From mboxrd@z Thu Jan  1 00:00:00 1970
Return-Path: <linux-kernel-owner@vger.kernel.org>
Received: (majordomo@vger.kernel.org) by vger.kernel.org via listexpand
	id S1754468Ab3AaAIa (ORCPT <rfc822;w@1wt.eu>);
	Wed, 30 Jan 2013 19:08:30 -0500
Received: from mail.linuxfoundation.org ([140.211.169.12]:33179 "EHLO
	mail.linuxfoundation.org" rhost-flags-OK-OK-OK-OK) by vger.kernel.org
	with ESMTP id S1750908Ab3AaAI2 (ORCPT
	<rfc822;linux-kernel@vger.kernel.org>);
	Wed, 30 Jan 2013 19:08:28 -0500
Date: Wed, 30 Jan 2013 16:08:27 -0800
From: Andrew Morton <akpm@linux-foundation.org>
To: Jan Kara <jack@suse.cz>
Cc: Greg Kroah-Hartman <gregkh@linuxfoundation.org>,
        LKML <linux-kernel@vger.kernel.org>, jslaby@suse.cz
Subject: Re: [PATCH] printk: Avoid softlockups in console_unlock()
Message-Id: <20130130160827.cadb3262.akpm@linux-foundation.org>
In-Reply-To: <20130129145424.GF32246@quack.suse.cz>
References: <20130115233742.e8571f92.akpm@linux-foundation.org>
	<20130116101644.GA29162@quack.suse.cz>
	<20130116145005.e20f4e53.akpm@linux-foundation.org>
	<20130116235529.GA10251@quack.suse.cz>
	<20130116161118.f6e2e6a4.akpm@linux-foundation.org>
	<20130117210442.GA23984@quack.suse.cz>
	<20130117133917.0f75728e.akpm@linux-foundation.org>
	<20130117234614.GB10127@quack.suse.cz>
	<20130117155029.cb70ec95.akpm@linux-foundation.org>
	<20130121210008.GB23041@quack.suse.cz>
	<20130129145424.GF32246@quack.suse.cz>
X-Mailer: Sylpheed 3.0.2 (GTK+ 2.20.1; x86_64-pc-linux-gnu)
Mime-Version: 1.0
Content-Type: text/plain; charset=US-ASCII
Content-Transfer-Encoding: 7bit
Sender: linux-kernel-owner@vger.kernel.org
List-ID: <linux-kernel.vger.kernel.org>
X-Mailing-List: linux-kernel@vger.kernel.org

On Tue, 29 Jan 2013 15:54:24 +0100
Jan Kara <jack@suse.cz> wrote:

> >   So I was testing the attached patch which does what we discussed.

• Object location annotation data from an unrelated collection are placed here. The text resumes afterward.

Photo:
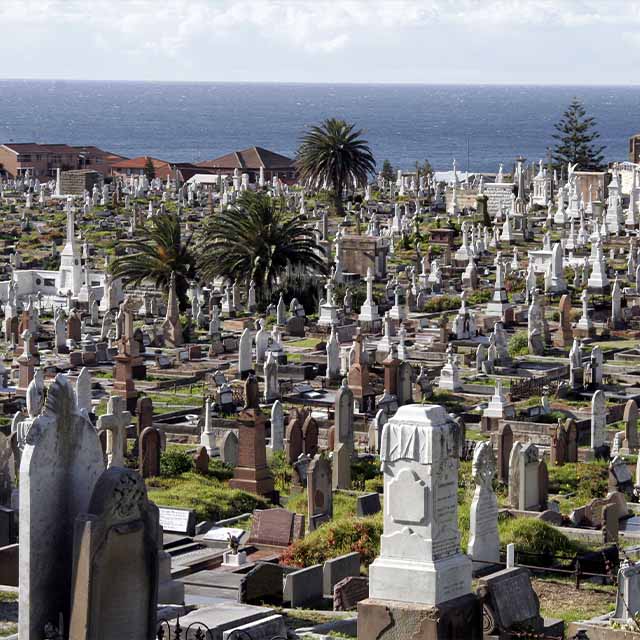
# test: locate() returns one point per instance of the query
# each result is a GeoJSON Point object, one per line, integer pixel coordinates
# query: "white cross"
{"type": "Point", "coordinates": [115, 423]}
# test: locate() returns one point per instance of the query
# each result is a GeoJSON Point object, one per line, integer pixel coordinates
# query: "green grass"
{"type": "Point", "coordinates": [207, 496]}
{"type": "Point", "coordinates": [344, 504]}
{"type": "Point", "coordinates": [310, 343]}
{"type": "Point", "coordinates": [585, 480]}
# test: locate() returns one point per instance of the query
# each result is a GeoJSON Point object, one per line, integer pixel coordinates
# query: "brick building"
{"type": "Point", "coordinates": [42, 160]}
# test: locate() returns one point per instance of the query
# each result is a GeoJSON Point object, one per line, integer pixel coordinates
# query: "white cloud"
{"type": "Point", "coordinates": [149, 36]}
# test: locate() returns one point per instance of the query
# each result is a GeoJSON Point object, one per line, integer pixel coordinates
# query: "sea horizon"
{"type": "Point", "coordinates": [191, 121]}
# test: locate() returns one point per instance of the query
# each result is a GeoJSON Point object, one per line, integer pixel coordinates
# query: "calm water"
{"type": "Point", "coordinates": [405, 123]}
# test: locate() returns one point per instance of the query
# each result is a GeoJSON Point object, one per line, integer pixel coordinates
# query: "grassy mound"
{"type": "Point", "coordinates": [207, 496]}
{"type": "Point", "coordinates": [336, 538]}
{"type": "Point", "coordinates": [536, 541]}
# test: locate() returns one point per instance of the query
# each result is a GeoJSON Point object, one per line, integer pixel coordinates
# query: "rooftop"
{"type": "Point", "coordinates": [252, 158]}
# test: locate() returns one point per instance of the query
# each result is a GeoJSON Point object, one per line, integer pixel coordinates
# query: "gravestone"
{"type": "Point", "coordinates": [61, 463]}
{"type": "Point", "coordinates": [115, 576]}
{"type": "Point", "coordinates": [505, 444]}
{"type": "Point", "coordinates": [420, 579]}
{"type": "Point", "coordinates": [611, 524]}
{"type": "Point", "coordinates": [344, 415]}
{"type": "Point", "coordinates": [178, 520]}
{"type": "Point", "coordinates": [293, 438]}
{"type": "Point", "coordinates": [319, 492]}
{"type": "Point", "coordinates": [368, 505]}
{"type": "Point", "coordinates": [349, 591]}
{"type": "Point", "coordinates": [337, 569]}
{"type": "Point", "coordinates": [83, 390]}
{"type": "Point", "coordinates": [309, 436]}
{"type": "Point", "coordinates": [620, 478]}
{"type": "Point", "coordinates": [277, 426]}
{"type": "Point", "coordinates": [484, 541]}
{"type": "Point", "coordinates": [509, 602]}
{"type": "Point", "coordinates": [341, 466]}
{"type": "Point", "coordinates": [524, 477]}
{"type": "Point", "coordinates": [276, 527]}
{"type": "Point", "coordinates": [115, 423]}
{"type": "Point", "coordinates": [149, 452]}
{"type": "Point", "coordinates": [628, 596]}
{"type": "Point", "coordinates": [144, 412]}
{"type": "Point", "coordinates": [201, 461]}
{"type": "Point", "coordinates": [303, 586]}
{"type": "Point", "coordinates": [251, 472]}
{"type": "Point", "coordinates": [598, 420]}
{"type": "Point", "coordinates": [630, 418]}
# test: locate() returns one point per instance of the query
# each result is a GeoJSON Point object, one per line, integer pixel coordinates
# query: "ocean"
{"type": "Point", "coordinates": [479, 126]}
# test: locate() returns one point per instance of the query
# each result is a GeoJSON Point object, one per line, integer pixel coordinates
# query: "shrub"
{"type": "Point", "coordinates": [175, 462]}
{"type": "Point", "coordinates": [336, 538]}
{"type": "Point", "coordinates": [363, 470]}
{"type": "Point", "coordinates": [442, 303]}
{"type": "Point", "coordinates": [374, 485]}
{"type": "Point", "coordinates": [536, 541]}
{"type": "Point", "coordinates": [281, 470]}
{"type": "Point", "coordinates": [219, 470]}
{"type": "Point", "coordinates": [519, 344]}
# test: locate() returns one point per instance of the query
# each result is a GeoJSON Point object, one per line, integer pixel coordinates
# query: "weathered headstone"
{"type": "Point", "coordinates": [319, 492]}
{"type": "Point", "coordinates": [229, 448]}
{"type": "Point", "coordinates": [61, 463]}
{"type": "Point", "coordinates": [149, 448]}
{"type": "Point", "coordinates": [484, 541]}
{"type": "Point", "coordinates": [420, 577]}
{"type": "Point", "coordinates": [115, 574]}
{"type": "Point", "coordinates": [115, 423]}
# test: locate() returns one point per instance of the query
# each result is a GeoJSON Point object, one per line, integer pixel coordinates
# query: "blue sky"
{"type": "Point", "coordinates": [439, 41]}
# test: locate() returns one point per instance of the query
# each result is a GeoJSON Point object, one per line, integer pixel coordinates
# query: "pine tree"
{"type": "Point", "coordinates": [576, 136]}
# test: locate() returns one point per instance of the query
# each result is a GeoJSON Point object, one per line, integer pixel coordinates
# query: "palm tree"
{"type": "Point", "coordinates": [258, 240]}
{"type": "Point", "coordinates": [156, 252]}
{"type": "Point", "coordinates": [335, 155]}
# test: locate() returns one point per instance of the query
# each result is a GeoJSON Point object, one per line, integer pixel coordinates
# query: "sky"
{"type": "Point", "coordinates": [581, 42]}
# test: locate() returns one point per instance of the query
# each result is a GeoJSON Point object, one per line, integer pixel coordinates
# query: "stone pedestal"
{"type": "Point", "coordinates": [252, 473]}
{"type": "Point", "coordinates": [123, 384]}
{"type": "Point", "coordinates": [391, 620]}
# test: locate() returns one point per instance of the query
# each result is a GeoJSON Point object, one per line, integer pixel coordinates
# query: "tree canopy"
{"type": "Point", "coordinates": [258, 240]}
{"type": "Point", "coordinates": [576, 140]}
{"type": "Point", "coordinates": [335, 155]}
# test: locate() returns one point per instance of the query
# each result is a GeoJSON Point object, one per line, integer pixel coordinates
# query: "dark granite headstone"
{"type": "Point", "coordinates": [349, 591]}
{"type": "Point", "coordinates": [276, 527]}
{"type": "Point", "coordinates": [368, 504]}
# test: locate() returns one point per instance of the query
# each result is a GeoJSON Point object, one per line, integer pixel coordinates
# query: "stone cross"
{"type": "Point", "coordinates": [115, 423]}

The bad
> > news is I was able to trigger a situation (twice) when suddently sda
> > disappeared and thus all IO requests failed with EIO. There is no trace of
> > what's happened in the kernel log. I'm guessing that disabled interrupts on
> > the printing CPU caused scsi layer to time out for some request and fail the
> > device. So where do we go from here?
>   Andrew? I guess this fell off your radar via the "hrm, strange, need to
> have a closer look later" path?

urgh.  I was hoping that if we left it long enough, one of both of us
would die :(

I fear we will rue the day when we changed printk() to bounce some of
its work up to a kernel thread.

> Currently I'd be inclined to return to my original solution...

Can we make it smarter?  Say, take a peek at the current
softlockup/nmi-watchdog intervals, work out how for how long we can
afford to keep interrupts disabled and then use that period and
sched_clock() to work out if we're getting into trouble?  IOW, remove
the hard-wired "1000" thing which will always be too high or too low
for all situations.

Implementation-wise, that would probably end up adding a kernel-wide
function along the lines of

/*
 * Return the maximum number of nanosecond for which interrupts may be disabled
 * on the current CPU
 */
u64 max_interrupt_disabled_duration(void)
{
	return min(sortirq duration, nmi watchdog duration);
}

Thinking ahead...

Other kernel sites which know they can disable interrupts for a long
time can perhaps use this.

Later, realtimeish systems (for example machine controllers) might want
to add a kernel tunable so they can set the
max_interrupt_disabled_duration() return value much lower.

To make that more accurate, we could add per-cpu, per-irq variables to
record sched_clock() when each CPU enters the interrupt, so the comment
becomes

/*
 * Return the remaining maximum number of nanosecond for which interrupts may
 * be disabled on the current CPU
 */

This may all be crazy and hopefully we'll never do it, but the design
should permit such things from day one if practical.